Mac felt lost wandering round the bright streets among the lowvoiced crowds, the men all dressed in white and the women all in black or dark blue. The streets were dusty and sunny and quiet. There were stores open and cabs and trolleycars and polished limousines. Mac was worried. He only had two dollars. He’d been on the train so long he’d forgotten what he intended to do when he reached his destination. He wanted clean clothes and a bath. When he’d wandered round a good deal he saw a place marked “American Bar.” His legs were tired. He sat down at a table. A waiter came over and asked him in English what he wanted. He couldn’t think of anything else so he ordered a whisky. He drank the whisky and sat there with his head in his hands. At the bar were a lot of Americans and a couple of Mexicans in tengallon hats rolling dice for drinks. Mac ordered another whisky. A beefy redeyed man in a rumpled khaki shirt was roaming uneasily about the bar. His eye lit on Mac and he sat down at his table. “Mind if I set here awhile, pardner?” he asked. “Those sonsobitches too damn noisy. Here, sombrero… wheresat damn waiter? Gimme a glassbeer. Well, I got the old woman an’ the kids off today… When are you pullin’ out?”
“Why, I just pulled in,” said Mac.
“The hell you say… This ain’t no place for a white man… These bandits’ll be on the town any day… It’ll be horrible, I tell you. There won’t be a white man left alive… I’ll get some of ’em before they croak me, though… By God, I can account for twentyfive of ’em, no, twentyfour.” He pulled a Colt out of his back pocket, emptied the chamber into his hand and started counting the cartridges, “Eight,” then he started going through his pockets and ranged the cartridges in a row on the deal table. There were only twenty. “Some sonvabitch robbed me.” A tall lanky man came over from the bar and put his hand on the redeyed man’s shoulder. “Eustace, you’d better put that away till we need it… You know what to do, don’t you?” he turned to Mac; “as soon as the shooting begins all American citizens concentrate at the embassy. There we’ll sell our lives to the last man.” Somebody yelled from the bar, “Hey, big boy, have another round,” and the tall man went back to the bar.
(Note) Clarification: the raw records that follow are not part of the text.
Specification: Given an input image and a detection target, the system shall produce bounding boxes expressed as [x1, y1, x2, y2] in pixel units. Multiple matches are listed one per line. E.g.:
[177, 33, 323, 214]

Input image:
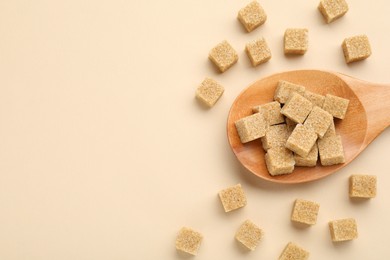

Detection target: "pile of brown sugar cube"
[235, 80, 349, 176]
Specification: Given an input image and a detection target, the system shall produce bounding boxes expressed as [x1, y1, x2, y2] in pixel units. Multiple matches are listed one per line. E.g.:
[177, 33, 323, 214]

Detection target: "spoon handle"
[341, 75, 390, 148]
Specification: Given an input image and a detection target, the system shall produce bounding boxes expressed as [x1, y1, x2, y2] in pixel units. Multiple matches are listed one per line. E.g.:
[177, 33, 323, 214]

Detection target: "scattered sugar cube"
[341, 35, 371, 63]
[294, 144, 318, 167]
[280, 92, 313, 124]
[284, 28, 309, 55]
[322, 94, 349, 119]
[209, 41, 238, 72]
[349, 175, 376, 199]
[291, 199, 320, 225]
[304, 106, 333, 138]
[274, 80, 305, 104]
[303, 90, 325, 107]
[286, 117, 297, 136]
[237, 1, 267, 32]
[176, 227, 203, 255]
[286, 124, 317, 157]
[219, 184, 246, 212]
[235, 220, 263, 251]
[317, 135, 345, 166]
[265, 147, 295, 176]
[261, 124, 289, 151]
[245, 38, 272, 67]
[318, 0, 348, 23]
[279, 242, 310, 260]
[322, 120, 336, 138]
[252, 101, 284, 125]
[329, 218, 358, 242]
[195, 78, 224, 107]
[235, 111, 268, 143]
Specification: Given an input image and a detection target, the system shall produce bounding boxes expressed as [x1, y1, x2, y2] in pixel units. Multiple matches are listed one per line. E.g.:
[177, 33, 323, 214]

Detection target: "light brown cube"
[349, 174, 376, 199]
[274, 80, 305, 104]
[195, 78, 224, 107]
[286, 124, 317, 157]
[322, 120, 336, 138]
[265, 147, 295, 176]
[294, 144, 318, 167]
[176, 227, 203, 255]
[284, 28, 309, 55]
[252, 101, 284, 125]
[235, 220, 263, 251]
[304, 106, 333, 138]
[245, 38, 272, 67]
[261, 124, 289, 151]
[237, 1, 267, 32]
[235, 111, 268, 143]
[285, 117, 297, 136]
[341, 35, 371, 63]
[317, 135, 345, 166]
[218, 184, 247, 212]
[322, 94, 349, 119]
[291, 199, 320, 225]
[303, 90, 325, 107]
[329, 218, 358, 242]
[318, 0, 348, 23]
[209, 41, 238, 72]
[279, 242, 310, 260]
[280, 92, 313, 124]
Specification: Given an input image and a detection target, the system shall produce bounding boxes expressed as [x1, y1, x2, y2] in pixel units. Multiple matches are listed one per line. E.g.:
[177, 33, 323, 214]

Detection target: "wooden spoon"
[227, 70, 390, 183]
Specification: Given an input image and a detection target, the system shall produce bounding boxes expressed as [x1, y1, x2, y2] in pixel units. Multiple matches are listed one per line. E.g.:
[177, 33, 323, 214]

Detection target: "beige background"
[0, 0, 390, 260]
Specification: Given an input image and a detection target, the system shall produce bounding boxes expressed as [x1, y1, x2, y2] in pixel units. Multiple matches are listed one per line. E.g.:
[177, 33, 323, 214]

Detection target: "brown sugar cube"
[245, 38, 272, 67]
[317, 135, 345, 166]
[286, 124, 317, 157]
[322, 94, 349, 119]
[279, 242, 310, 260]
[261, 124, 289, 151]
[218, 184, 246, 212]
[252, 101, 284, 125]
[329, 218, 358, 242]
[318, 0, 348, 23]
[322, 120, 336, 138]
[235, 220, 263, 251]
[265, 147, 295, 176]
[235, 111, 268, 143]
[274, 80, 305, 104]
[341, 35, 371, 63]
[291, 199, 320, 225]
[280, 92, 313, 124]
[195, 78, 224, 107]
[176, 227, 203, 255]
[349, 174, 376, 199]
[209, 41, 238, 72]
[294, 144, 318, 167]
[237, 1, 267, 32]
[284, 28, 309, 55]
[286, 117, 297, 136]
[304, 106, 333, 138]
[303, 90, 325, 107]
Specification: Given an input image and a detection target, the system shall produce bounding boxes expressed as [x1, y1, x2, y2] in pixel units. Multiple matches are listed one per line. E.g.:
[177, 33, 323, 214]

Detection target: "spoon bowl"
[227, 70, 390, 184]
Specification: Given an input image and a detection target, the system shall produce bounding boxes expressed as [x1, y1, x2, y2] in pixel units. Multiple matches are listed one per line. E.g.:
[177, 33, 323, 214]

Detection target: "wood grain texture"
[227, 70, 390, 184]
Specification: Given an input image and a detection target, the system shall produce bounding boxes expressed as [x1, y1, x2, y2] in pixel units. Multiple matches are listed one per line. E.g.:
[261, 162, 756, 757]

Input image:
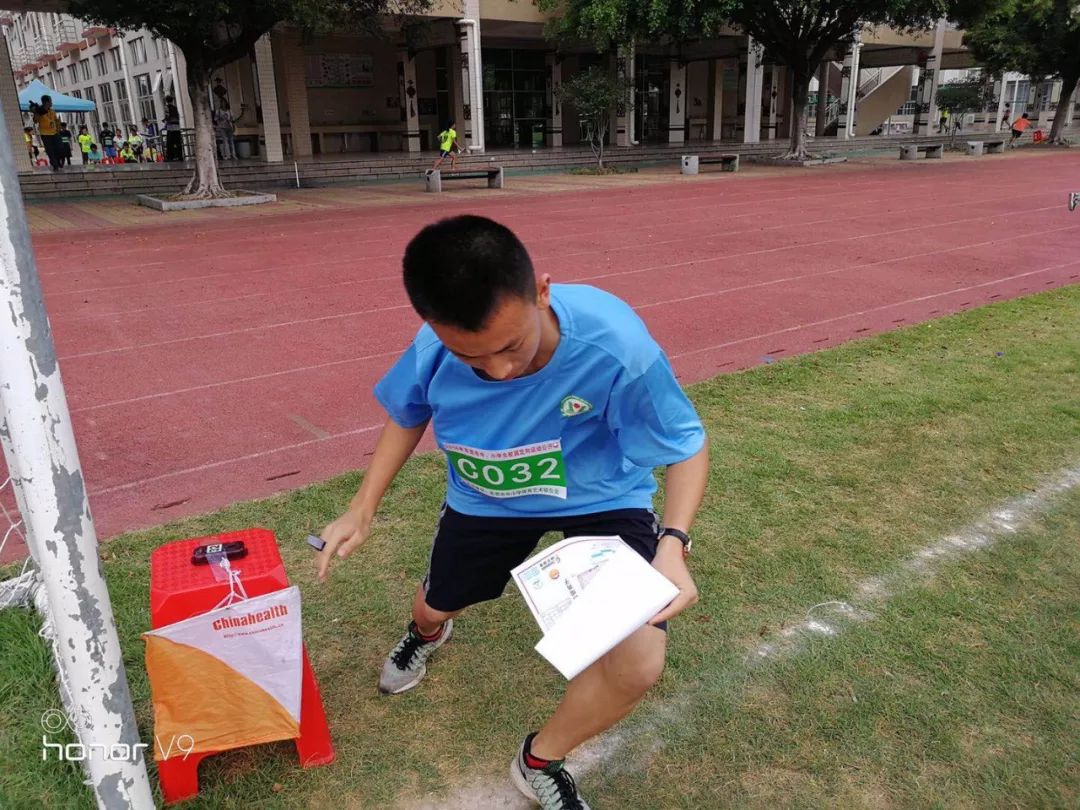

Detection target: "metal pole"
[0, 79, 153, 810]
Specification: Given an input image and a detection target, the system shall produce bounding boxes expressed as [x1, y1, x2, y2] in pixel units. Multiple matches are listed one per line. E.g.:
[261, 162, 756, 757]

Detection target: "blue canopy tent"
[18, 79, 97, 112]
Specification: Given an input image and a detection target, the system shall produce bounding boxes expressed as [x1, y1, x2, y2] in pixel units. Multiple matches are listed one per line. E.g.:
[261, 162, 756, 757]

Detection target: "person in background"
[98, 124, 117, 158]
[127, 124, 143, 161]
[143, 118, 161, 151]
[1009, 112, 1031, 148]
[428, 119, 461, 174]
[30, 95, 64, 172]
[60, 121, 75, 166]
[165, 96, 184, 161]
[214, 100, 237, 160]
[23, 126, 41, 163]
[77, 124, 94, 165]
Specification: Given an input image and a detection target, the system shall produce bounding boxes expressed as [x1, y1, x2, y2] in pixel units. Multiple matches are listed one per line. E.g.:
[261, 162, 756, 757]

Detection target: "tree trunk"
[783, 68, 812, 160]
[1050, 75, 1080, 144]
[184, 70, 231, 200]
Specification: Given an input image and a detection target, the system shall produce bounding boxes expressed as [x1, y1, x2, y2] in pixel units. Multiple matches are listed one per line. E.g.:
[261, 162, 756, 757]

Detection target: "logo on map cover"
[558, 395, 593, 416]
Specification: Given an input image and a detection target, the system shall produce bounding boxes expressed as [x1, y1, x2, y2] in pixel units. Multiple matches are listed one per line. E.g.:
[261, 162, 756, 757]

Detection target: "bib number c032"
[443, 440, 566, 499]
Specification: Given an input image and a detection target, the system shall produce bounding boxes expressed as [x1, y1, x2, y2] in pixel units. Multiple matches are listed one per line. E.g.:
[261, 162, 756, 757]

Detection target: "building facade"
[0, 0, 1067, 173]
[0, 12, 184, 139]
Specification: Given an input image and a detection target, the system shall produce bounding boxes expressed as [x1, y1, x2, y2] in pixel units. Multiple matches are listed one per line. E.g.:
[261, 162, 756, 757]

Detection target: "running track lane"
[5, 154, 1080, 558]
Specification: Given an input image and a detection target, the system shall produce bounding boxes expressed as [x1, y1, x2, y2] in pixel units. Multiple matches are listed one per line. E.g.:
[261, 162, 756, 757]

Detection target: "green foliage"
[535, 0, 738, 52]
[958, 0, 1080, 85]
[558, 67, 630, 167]
[69, 0, 431, 75]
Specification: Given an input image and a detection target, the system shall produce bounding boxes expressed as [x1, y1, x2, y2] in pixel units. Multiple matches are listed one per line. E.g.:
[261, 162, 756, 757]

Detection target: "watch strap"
[659, 527, 690, 551]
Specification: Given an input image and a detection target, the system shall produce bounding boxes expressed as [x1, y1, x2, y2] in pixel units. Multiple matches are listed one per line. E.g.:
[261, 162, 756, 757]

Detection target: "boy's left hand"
[649, 537, 698, 624]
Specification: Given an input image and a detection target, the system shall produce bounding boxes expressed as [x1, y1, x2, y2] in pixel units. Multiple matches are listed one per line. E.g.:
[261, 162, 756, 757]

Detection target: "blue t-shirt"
[375, 284, 705, 517]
“You fellers seem to expect trouble,” said Mac.
“Trouble — my God! You don’t know this country. Did you just come in?”
“Blew in from Juarez just now.”
“You can’t have. Railroad’s all tore up at Queretaro.”
“Well, they musta got it fixed,” said Mac. “Say, what do they say round here about Zapata?”
“My God, he’s the bloodthirstiest villain of the lot… They roasted a feller was foreman of a sugar mill down in Morelos on a slow fire and raped his wife and daughters right before his eyes… My God, pardner, you don’t know what kind of country this is! Do you know what we ought to do… d’you know what we’d do if we had a man in the White House instead of a yellowbellied potatomouthed reformer? We’d get up an army of a hundred thousand men and clean this place up… It’s a hell of a fine country but there’s not one of these damn greasers worth the powder and shot to shoot ’em… smoke ’em out like vermin, that’s what I say… Every mother’s sonvabitch of ’em’s a Zapata under the skin.”
“What business are you in?”
“I’m an oil prospector, and I’ve been in this lousy hole fifteen years and I’m through. I’d have gotten out on the train to Vera Cruz today only I have some claims to settle up an’ my furniture to sell… You can’t tell when they’ll cut the railroad and then we won’t be able to get out and President Wilson’ll let us be shot down right here like rats in a trap… If the American public realized conditions down here… My God, we’re the laughing stock of all the other nations… What’s your line o’ work, pardner?”
“Printer… linotype operator.”
“Looking for a job?”
Mac had brought out a dollar to pay for his drinks. “I guess I’ll have to,” he said. “That’s my last dollar but one.” “Why don’t you go round to The Mexican Herald? They’re always needin’ English language printers… They can’t keep anybody down here… Ain’t fit for a white man down here no more… Look here, pardner, that drink’s on me.”
“Well, we’ll have another then, on me.”
“The fat’s in the fire in this country now, pardner… everything’s gone to hell… might as well have a drink while we can.”
That evening, after he’d eaten some supper in a little American lunchroom, Mac walked round the alameda to get the whisky out of his head before going up to The Mexican Herald to see if he could get a job. It would only be for a couple of weeks, he told himself, till he could get wise to the lay of the land. The tall trees on the alameda and the white statues and the fountains and the welldressed couples strolling round in the gloaming and the cabs clattering over the cobbles looked quiet enough, and the row of stonyeyed Indian women selling fruit and nuts and pink and yellow and green candies in booths along the curb. Mac decided that the man he’d talked to in the bar had been stringing him along because he was a tenderfoot.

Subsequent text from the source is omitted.